Evelev, a knowing fan of Asian music who’d released influential albums of Indonesian music on his Icon label prior to arriving at Luaka, hoped to expand its scope in that direction with a new series devoted to Asia Classics. Unfortunately, 1992’s The South Indian Film Music of Vijaya Anand: Dance Raja Dance, turned out to be one of the label’s two worst-selling albums alongside its successor, 1994’s The Best of Shoukichi Kina: Peppermint Tea House. Dance Raja Dance remains one of Luaka’s more daring and experimental releases. Bollywood’s kitchen-sink aesthetic found its apotheosis in music director Anand’s folk rhythms, disco synths, fuzzy guitars, jazzy flutes, cheesy sound effects, and sultry vocals. It’s irony-free music of overwhelming maximalist pleasure.
Although their compilations were moving nicely at Warners, the label encouraged Evelev and Byrne to improve their numbers by signing new acts. This resulted in releases by California rockers Geggy Tah, British Indi-pop group Cornershop, and Latin ska outfit King Changó. Luaka’s first band signing, however, was the British dream pop duo A.R. Kane. Released in 1992, Americana collected tracks from Alex Ayuli and Rudy Tambala’s two dubby and danceable British releases, 69 and “i,” which never found the audience they deserved. The band’s magic had mostly dissipated by 1994, however, when the duo recorded New Clear Child for Luaka, although transcendent passages of oceanic funk still floated to the surface occasionally.
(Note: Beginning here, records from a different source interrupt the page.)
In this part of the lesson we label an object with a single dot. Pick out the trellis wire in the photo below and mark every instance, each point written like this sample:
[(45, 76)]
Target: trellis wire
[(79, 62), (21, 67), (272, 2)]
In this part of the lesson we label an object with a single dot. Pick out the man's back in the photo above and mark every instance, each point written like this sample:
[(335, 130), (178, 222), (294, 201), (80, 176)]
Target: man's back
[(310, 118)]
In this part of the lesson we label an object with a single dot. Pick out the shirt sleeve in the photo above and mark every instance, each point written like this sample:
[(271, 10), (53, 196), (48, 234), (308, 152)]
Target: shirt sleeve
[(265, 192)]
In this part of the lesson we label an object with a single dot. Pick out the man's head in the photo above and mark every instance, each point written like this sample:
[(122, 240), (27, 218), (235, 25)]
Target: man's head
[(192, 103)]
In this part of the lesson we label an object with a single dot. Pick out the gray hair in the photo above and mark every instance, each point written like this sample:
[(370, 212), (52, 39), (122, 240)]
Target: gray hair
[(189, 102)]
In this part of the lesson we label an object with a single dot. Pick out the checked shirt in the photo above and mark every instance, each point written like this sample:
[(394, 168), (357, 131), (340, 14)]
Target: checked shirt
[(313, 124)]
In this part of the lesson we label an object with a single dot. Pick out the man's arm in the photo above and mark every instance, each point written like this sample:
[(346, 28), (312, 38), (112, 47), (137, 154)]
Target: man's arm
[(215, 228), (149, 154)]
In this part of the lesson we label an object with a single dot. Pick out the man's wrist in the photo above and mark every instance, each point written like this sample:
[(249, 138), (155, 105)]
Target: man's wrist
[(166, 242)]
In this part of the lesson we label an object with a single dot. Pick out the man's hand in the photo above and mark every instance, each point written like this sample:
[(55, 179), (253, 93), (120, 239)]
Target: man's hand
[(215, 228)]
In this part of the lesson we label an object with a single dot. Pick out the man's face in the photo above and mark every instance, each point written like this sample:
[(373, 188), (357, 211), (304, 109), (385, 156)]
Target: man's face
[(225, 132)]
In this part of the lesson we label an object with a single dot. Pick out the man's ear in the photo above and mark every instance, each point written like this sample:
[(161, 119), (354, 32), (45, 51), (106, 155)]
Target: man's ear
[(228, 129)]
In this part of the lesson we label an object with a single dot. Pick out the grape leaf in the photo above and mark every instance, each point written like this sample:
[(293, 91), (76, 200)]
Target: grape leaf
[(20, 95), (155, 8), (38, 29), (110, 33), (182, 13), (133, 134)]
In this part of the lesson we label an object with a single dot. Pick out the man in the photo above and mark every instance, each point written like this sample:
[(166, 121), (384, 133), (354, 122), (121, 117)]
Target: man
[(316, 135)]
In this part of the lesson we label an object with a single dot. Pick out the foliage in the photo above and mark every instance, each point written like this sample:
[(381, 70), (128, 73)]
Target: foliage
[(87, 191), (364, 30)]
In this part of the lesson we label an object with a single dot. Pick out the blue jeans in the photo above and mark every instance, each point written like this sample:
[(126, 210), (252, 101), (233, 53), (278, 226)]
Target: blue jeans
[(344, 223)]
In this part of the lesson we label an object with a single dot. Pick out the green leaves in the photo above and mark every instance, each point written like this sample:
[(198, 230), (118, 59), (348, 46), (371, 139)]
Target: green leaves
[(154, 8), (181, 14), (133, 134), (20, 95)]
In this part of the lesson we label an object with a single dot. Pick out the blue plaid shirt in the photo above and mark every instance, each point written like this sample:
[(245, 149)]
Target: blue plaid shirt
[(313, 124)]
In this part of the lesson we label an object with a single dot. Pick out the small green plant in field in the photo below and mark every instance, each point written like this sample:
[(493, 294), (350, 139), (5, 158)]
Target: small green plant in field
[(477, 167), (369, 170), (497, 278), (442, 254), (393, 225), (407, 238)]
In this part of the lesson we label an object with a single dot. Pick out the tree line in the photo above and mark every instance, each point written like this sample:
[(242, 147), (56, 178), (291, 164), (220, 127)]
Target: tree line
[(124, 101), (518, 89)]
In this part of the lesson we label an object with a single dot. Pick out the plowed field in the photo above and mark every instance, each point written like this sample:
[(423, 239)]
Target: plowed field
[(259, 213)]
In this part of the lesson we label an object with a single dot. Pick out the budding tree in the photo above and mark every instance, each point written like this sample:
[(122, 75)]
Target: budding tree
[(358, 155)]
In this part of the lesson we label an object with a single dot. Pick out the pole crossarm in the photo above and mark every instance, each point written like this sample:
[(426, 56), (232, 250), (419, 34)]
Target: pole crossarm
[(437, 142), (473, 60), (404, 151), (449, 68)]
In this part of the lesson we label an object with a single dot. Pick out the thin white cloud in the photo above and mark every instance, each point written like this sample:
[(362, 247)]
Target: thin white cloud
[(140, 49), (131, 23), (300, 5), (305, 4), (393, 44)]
If any single artist reflected the Luaka Bop esthetic, it would probably be Tom Zé, the most outlandish and surreal member of the loosely knit Tropicalistas who revolutionized late ’60s Brazilian pop. Zé was on the verge of abandoning his musical career when Luaka released The Best of Tom Zé in 1994. Zé’s third Luaka release, 1998’s high-concept Com Defeito de Fabricação (Fabrication Defect), was the first to capture Zé in all his hilarious and subversive glory. Fabricação contains a handful of perfect songs with a twist. They’re exquisitely tuneful, glisteningly produced Brazilian gems, with lyrics such as “Screw your usury / In the multinational / Shove it up your Virgin / You son of a cross.”
By 1999, Evelev and Byrne had both wearied of trying to arm-twist the Warner machine, more accustomed to marketing the likes of Madonna and R.E.M., to work their niche releases. “I always used to say that we were a carbuncle on the side of a major label,” recalls Evelev. “David felt they really just wanted him to reform Talking Heads. He would put out solo records but didn’t feel they were taking them seriously, and Warner wasn’t really happy with how the records were doing. So he said, ‘Instead of putting out my next record, give me Luaka Bop,’ which Warner owned for all intents and purposes. And they did.” Warner was pressuring Luaka to drop Zap Mama and Tom Zé, which Byrne and Evelev were loath to do. “So we thought, let’s jump out of the plane.”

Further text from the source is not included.